すると、なんか上手いことまとまった。本当に猛獣使い的な才能があるのかもしれない。
弟とグリムに行ってらっしゃいと声を掛けると、特にグリムは嬉しそうに尻尾を揺らしながら玄関を出て行った。
私一人だけが登校出来ないのをエースが小馬鹿にしたように絡んできたので、お洒落な首輪似合ってるよと言い返してやった。
「お前さぁ可愛い顔に似合わず口悪いよな」
もうちょっと毒控えめにした方がいいぜとか言いながら、二人と一匹の後を追うように行ってしまった。
私は思ってもなかった反応に面食らったけれど、余計なお世話だし毒吐く相手は選んでいるからいいのだと心の中で言い訳して寮に戻った。
掃除をしているとお腹が鳴り、昼食どうしようと思った。
昨日朝の時点では昼食は食堂で摂っていいと言われたけれど、昨日と今日では状況が異なるので迷っている。
行って問題起こすより寮にこもって大人しくしておくかと掃除終わりに、図鑑を持って寮の裏手にある林に入った。
見つかった毒のない木の実とかを寮に持ち帰った。野草とかもあったけれど、食べるのに抵抗があって食べたくなかった。
放課後の時間に学園長室に行ったら、会えるだろうか…生活費とか欲しいし、自分の行動範囲とか諸々の制約があるなら決めてもらいたかった。

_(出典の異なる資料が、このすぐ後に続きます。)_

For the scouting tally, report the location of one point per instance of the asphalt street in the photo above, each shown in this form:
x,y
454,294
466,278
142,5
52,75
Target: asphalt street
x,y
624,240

「あれ、ユウ!そんなに籠持って、今度はゴミ拾いの罰則?」
「今から栗拾いに行くんだよ」
「へー拾って食べるの?」
「ああ、拾った栗でタル」
「ああーー何でもない何でもない!気にすんなって罰則みたいなもんだから!それよりお前はこれからどこ行くんだよ?」
弟が何か言っていたのに、エースに遮られてよく聞こえなかったけれど聞き返すような時間的余裕は私にはなかった。
お腹が空いているのだ。
私はエースに学園長のところへ行くと簡潔に言うと別れを告げて先を急いだ。
コンコンコン
学園長室の扉をノックすると独りでに扉が開いた。
昨日は学園長が居たので全く気が付かなかったが、部屋の主の許可が無いと中に入れない魔法がかかっているのかもしれない。
おずおず中に入るとソファでティータイム中の学園長が居て、私の方を見て一緒にどうかと誘ってきた。
「学園長に相談があって来ました」
「私に直談判なんて、ドキドキしますね。そういう生徒はあまり居ないので。ああ、座って構いませんよ、私優しいので」
「・・・失礼します」
何を考えているのか、口元しか見えなくて表情が窺えないから警戒してしまう。
しかし、ここで臆しては来た意味がないので出された紅茶には手を付けずに話した。
杖を奪われた事による損失と今後の生活費や、私が学園で行っていい範囲はどこまでなのか詳しく教えて欲しいと。
生活費について失念していたようで軽い怒りを覚えたが、何やら考えている様子の学園長がなんて言うのか大人しく待つ。
そして悩んだ末に出た答えが、オンボロ寮以外に出歩けるのは図書館、購買部。
生活費は弟とグリムの分は毎月定額支給され、私の分は給料として毎月支払われる事が決まった。